Each lump sum package is different and depends on a variety of factors, such as the company, your position, if you own a home, and your family size. All packages have several attributes in common. First, they are considered taxable income. This means that you will be taxed in the U.S as if this was part of your paycheck. However, some services are considered tax deductible so make sure to keep all your receipts.
To make the most of your lump sum relocation package, it is important to plan out all of your moving expenses and create a realistic budget. To do this, you need to know what parts of the relocation will cost you the most. The part of relocation that requires the most attention and has the highest associated costs are housing, moving household goods, and the sale of your old property.
1.    Selling/Renting Your home
If you own a house in your home country, you must decide if you are going to sell or rent the property. Renting appears to be the easier option, but managing the renting of your home and being a landlord while living in another country can be stressful. If your home needs immediate attention, such as a major repair, you will have to manage the process long distance. This emergency situations can end up costing you.
Selling your home comes with a few costs as well. You may need to pay for an inspection of the house, and for any repairs that need to be completed to sell. Selling also takes time, research and typically you need to hire a realtor. The earlier you start the process of selling your home, the higher chance you have of minimizing your costs. However, if you do sell your home early, you may find yourself paying for a temporary place to stay in your home country before you move abroad.
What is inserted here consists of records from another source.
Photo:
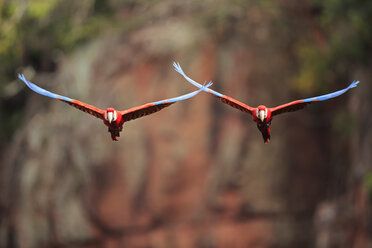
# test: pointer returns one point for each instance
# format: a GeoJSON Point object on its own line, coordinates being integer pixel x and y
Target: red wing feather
{"type": "Point", "coordinates": [234, 103]}
{"type": "Point", "coordinates": [289, 107]}
{"type": "Point", "coordinates": [143, 110]}
{"type": "Point", "coordinates": [99, 113]}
2.    Finding a Home in Your New Country
Whether you are looking to buy or rent, finding a home in the United States can be costly and time consuming. Start by establishing a budget and making a list of what you need in your new home. Consider the following factors:
–    Do you have pets?
–    How many bedrooms?
–    Are you looking to be close to a city or live in the suburbs?
–    What schools are available in the area?
Once you figure out the answers, it’s a good idea to start looking. If possible, you should budget for at least two trips to the United States; one to look at housing and one to arrange for necessities in your new home. If you are moving with family, it is a good idea to bring the family members along during the second trip to help them feel involved in the process.
If you are not able to arrange for housing prior to your move, you will need to temporary setup housing. Remember to allocate money from your budget for this. The budget should include money for rent, bills, food, and transportation.
3.    Moving Household Goods
Do your research and obtain at least three quotes from reputable moving companies so you can compare them to find the best value. As your move approaches, begin packing. Packing early will ensure that your move is organized and that you do not forget to ship important items. Shipping goods internationally costs thousands, so you might want to sell or donate items you no longer need. Depending on the price, it might be cheaper to buy certain items once you arrive and sell your old items before leaving.
When creating a budget for allocating your lump sum relocation package, there are a few other major items to keep in mind.
1.    Transportation
2.    Utility bills (electric, heat, water, etc.)
3.    Groceries
It is also a smart idea to set aside money for unexpected and emergency expenses. You should always be prepared for anything, especially when relocating to a foreign country.